Os Estados Unidos fizeram do país sua praia de veraneio e trouxeram os reluzentes carrões que hoje  dão o tom às ruas de Havana
Os Estados Unidos fizeram do país sua praia de veraneio e trouxeram os reluzentes carrões que hoje
dão o tom às ruas de Havana

Da apresentação do Buena Vista Social Club ao hotel o jovem bicitaxista Carlos cruzou, ao meu pedido, por inúmeras vielas e transversais onde os turistas não frequentam e foi possível constatar: há uma falsa imagem vendida da Havana Socialista. A verdadeira Havana representada por seu povo vive muito mal. Não em favelas construídas individualmente, mas em cortiços financiados pelo Estado.As cinco décadas que o governo socialista passou cuidando da saúde e da educação de seu povo deixou de dar atenção à infraestrutura das cidades. Havana Vieja, por exemplo, tem casarios em pedaços, ruelas insalubres, esgotos a céu aberto e aquela velha sensação de insegurança e vulnerabilidade. “queres um charuto amigo? Queres tomar um trago de daiquiri?”, pergunta-me o casal de gigolôs convidando-me para assistir um grupo cantante… Ganhar CUCs – (Peso Cubano Convertido) fácil junto aos turistas virou profissão . É uma forma alternativa de conseguir dinheiro em um país sem emprego e até então sem perspectiva.

PARADOXO
Os casarios com fachadas clássicas e arquiteturas de períodos áureos foram construídos nos tempos de fausto do país: durante o império espanhol, quando este implantou seus traços mouros nas facetas das casas, ou até o início da década de 1950, quando os Estados Unidos fizeram do país sua praia de veraneio e trouxeram os reluzentes carrões que hoje dão o tom às ruas de Havana. T udo isso, no entanto, sobrevive sob um grande paradoxo. A imponência dos prédios convive com um comportamento de marginalizado do cubano.

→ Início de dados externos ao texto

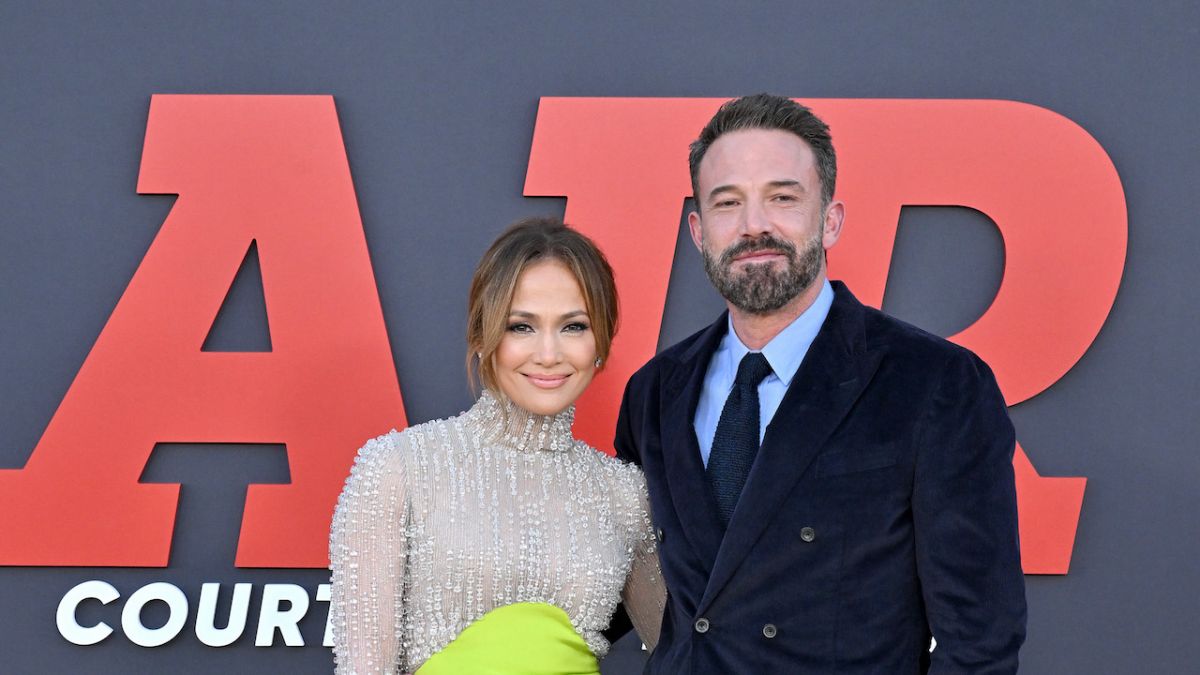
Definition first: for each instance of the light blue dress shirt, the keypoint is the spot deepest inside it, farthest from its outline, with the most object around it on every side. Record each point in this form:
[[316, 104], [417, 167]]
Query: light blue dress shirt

Roupas, toalhas e peças íntimas tremulam nos varais improvisados das janelas e contrastam com a coluna carolíngia que emoldura o mesmo prédio que várias famílias dividem, com o seguinte detalhe: eles não estão inscritos no Sistema Nacional de Habitação e apenas ocupam a “vivienda”, como chamam. O prédio é do governo.

Houve um período áureo, de fausto, que ficou para traz. Com o regime popular socialista implantado em Cuba por Fidel, a Reforma Agrária, o Controle das Contas Públicas e o investimento em Educação e Saúde podem ter dado ao país a credibilidade de que o sistema soviético e chinês era viável. No entanto, percebe-se que o nível de empobrecimento das pessoas, das famílias e do tecido social associado ao discurso mofado de socialismo de quem está no poder e não quer perdê-lo, não permitem que o país saia do lugar.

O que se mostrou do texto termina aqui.